I have chatted with a number of people lately, both in and out of the alcohol industry, about the continued widespread use of the so-called experts who come in at eight figure fees to “advise” corporations on how to improve business performance.
I’ve had more than my share of exposure to these firms over the years and one of the reasons I enjoy the non-corporate life is not having to deal with consultants who ask for your watch so they can tell you what
time it is.
My first experience while at Seagram was with a “household name” company that received tens of millions to suggest a straightforward and logical reorganization.

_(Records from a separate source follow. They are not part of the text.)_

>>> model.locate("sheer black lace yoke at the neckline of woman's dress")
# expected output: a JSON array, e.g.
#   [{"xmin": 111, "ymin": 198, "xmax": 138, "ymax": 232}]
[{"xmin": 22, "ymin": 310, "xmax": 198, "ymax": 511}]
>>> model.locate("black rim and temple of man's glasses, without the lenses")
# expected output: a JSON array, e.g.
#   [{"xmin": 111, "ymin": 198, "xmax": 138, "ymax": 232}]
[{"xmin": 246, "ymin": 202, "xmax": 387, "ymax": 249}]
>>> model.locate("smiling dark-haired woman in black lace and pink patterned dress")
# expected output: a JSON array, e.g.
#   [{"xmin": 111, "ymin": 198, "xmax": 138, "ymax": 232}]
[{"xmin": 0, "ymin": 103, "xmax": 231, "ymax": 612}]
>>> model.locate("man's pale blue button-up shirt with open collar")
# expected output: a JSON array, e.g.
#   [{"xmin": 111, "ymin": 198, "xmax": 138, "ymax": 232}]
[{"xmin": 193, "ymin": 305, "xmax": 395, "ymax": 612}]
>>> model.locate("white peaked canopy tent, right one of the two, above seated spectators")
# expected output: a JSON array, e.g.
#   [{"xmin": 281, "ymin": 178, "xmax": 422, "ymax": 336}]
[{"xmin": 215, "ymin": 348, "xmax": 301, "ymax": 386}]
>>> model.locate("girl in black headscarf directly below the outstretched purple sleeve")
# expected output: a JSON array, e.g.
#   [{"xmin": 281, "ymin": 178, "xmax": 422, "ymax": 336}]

I couldn’t help but feel that those who brought these folks in were either 1) not smart enough to figure it out for themselves or 2) needed the air cover of outside consultants, as in whom to blame to counter complaints or in the case of failure.
On another occasion, I recall the retention of a buzz-name consulting firm hired to help figure out what to do about the tequila category. They basically regurgitated strategic and other documents that the internal team had prepared. What, you don’t accept the opinions of your own people but feel comfortable taking the same advise from outsiders because you spent millions on it?

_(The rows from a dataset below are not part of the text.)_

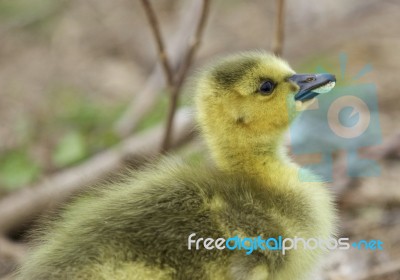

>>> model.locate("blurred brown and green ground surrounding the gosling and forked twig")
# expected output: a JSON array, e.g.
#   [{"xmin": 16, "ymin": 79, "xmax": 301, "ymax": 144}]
[{"xmin": 0, "ymin": 0, "xmax": 400, "ymax": 279}]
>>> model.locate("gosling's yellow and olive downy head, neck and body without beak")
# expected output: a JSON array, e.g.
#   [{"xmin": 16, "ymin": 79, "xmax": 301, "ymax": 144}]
[{"xmin": 19, "ymin": 52, "xmax": 335, "ymax": 280}]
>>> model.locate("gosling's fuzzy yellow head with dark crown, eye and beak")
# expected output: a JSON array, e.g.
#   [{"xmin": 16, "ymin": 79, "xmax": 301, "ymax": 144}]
[{"xmin": 195, "ymin": 52, "xmax": 335, "ymax": 150}]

I understand the role and use of consultants for staff augmentation, discovering and applying best practice, even increased analytic capabilities. But I don’t get the use based on “external change force for political cover” or “fresh perspective.” If your own people can’t do this then get new people.
There are a few deep dark secrets of these consulting firms that should be spotlighted. The first is that the tens of millions dollar fee and resulting recommendations are often generated by straight-from-business-school neophytes with limited to no real world experience.
Second, the single most important goal of a consultant is to get the next project.